Lloyd Webber Denies Starlight ClosureDate: 25 January 1999
According to reports this weekend, the arrival of Disney's musical The Lion King could cause one of the biggest West End shake-ups in years. The Sunday Times claimed yesterday that Andrew Lloyd Webber would be closing his skate-bound musical Starlight Express - one of London's longest running shows, second only to Lloyd Webber's feline perennial Cats - and that other long-running hits were in imminent danger.
'The Lion King will be a very big show that will cause a clear-out in the West End,' Lloyd Webber is quoted as saying in the newspaper. 'Strong shows such as The Phantom of the Opera will survive, but others may go to the wall. But there will be a net gain because it will encourage people to go to the theatre again.'
He continues by saying that the arrival of the £10m Broadway hit provides an ideal opportunity to retire Starlight Express. 'My children went to see it recently and did not know the difference between diesel and other trains, which told me it was dated. So I'm going to rework it and launch it again as a travelling show outside London.'
A spokesperson for the show, however, told What's On Stage today that the report was completely untrue and that Lloyd Webber was misquoted. In a statement, the impresario strenuously denied that the show would be closing. 'Starlight Express has tremendous advance ticket sales of £1 million and there is no question of it being closed. Starlight Express will continue to entertain and attract new audiences and run throughout 1999 and beyond.'
According to Lloyd Webber, The Lion King will be a help not a hindrance to its West End neighbours. 'The success of Whistle Down the Wind and its hit songs has broadened the appeal of musicals to new audiences,' he says. 'I believe the arrival of The Lion King in the autumn will do exactly the same thing.'
Starlight Express enters its 16th year at the Apollo Victoria Theatre on 27 March 1999. Over seven and a half million people have seen the London production where the cast skate by at speeds of over 40 mph. A new cast takes over on 29 March 1999.

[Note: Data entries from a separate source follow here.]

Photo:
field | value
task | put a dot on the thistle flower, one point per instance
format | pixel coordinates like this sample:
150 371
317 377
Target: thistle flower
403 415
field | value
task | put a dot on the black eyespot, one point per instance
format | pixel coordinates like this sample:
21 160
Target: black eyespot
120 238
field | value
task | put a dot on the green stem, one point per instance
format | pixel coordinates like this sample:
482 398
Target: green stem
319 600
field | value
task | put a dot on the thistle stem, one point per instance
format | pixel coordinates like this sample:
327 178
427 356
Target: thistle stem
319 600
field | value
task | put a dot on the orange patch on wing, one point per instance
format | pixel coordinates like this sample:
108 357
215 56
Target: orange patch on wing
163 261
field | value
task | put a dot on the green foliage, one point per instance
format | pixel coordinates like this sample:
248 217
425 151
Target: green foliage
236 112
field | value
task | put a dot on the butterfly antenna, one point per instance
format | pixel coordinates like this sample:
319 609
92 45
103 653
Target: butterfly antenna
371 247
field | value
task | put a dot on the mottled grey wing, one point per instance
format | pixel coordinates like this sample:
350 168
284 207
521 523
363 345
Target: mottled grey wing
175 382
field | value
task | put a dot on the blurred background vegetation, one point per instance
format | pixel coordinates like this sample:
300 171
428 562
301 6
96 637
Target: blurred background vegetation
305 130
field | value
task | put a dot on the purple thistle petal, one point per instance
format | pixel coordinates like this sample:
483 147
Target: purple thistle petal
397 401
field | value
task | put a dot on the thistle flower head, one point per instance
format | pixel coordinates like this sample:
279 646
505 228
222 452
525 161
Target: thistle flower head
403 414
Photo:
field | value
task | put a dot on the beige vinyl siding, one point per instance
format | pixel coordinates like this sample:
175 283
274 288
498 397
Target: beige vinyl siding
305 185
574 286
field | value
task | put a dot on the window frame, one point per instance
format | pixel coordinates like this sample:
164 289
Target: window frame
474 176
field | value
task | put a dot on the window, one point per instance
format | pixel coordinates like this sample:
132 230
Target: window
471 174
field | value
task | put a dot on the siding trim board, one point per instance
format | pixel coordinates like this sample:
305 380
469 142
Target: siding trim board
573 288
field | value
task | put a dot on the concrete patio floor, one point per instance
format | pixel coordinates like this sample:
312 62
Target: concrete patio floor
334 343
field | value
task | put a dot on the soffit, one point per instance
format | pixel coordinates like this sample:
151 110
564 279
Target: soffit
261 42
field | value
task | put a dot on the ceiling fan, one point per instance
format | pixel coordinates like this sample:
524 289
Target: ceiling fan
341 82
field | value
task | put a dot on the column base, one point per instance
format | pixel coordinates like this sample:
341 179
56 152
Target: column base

The Sunday Times article also suggested that other big budget West End musicals - including Cameron Mackintosh's Miss Saigon, which has been playing at Drury Lane since October 1989, and Doctor Dolittle, which opened last year at the Apollo Hammersmith - may soon be posting closing notices. Show spokespeople, speaking today to What's On Stage, were unable to confirm future plans. The current booking periods for the two productions extend to June and September 1999, respectively.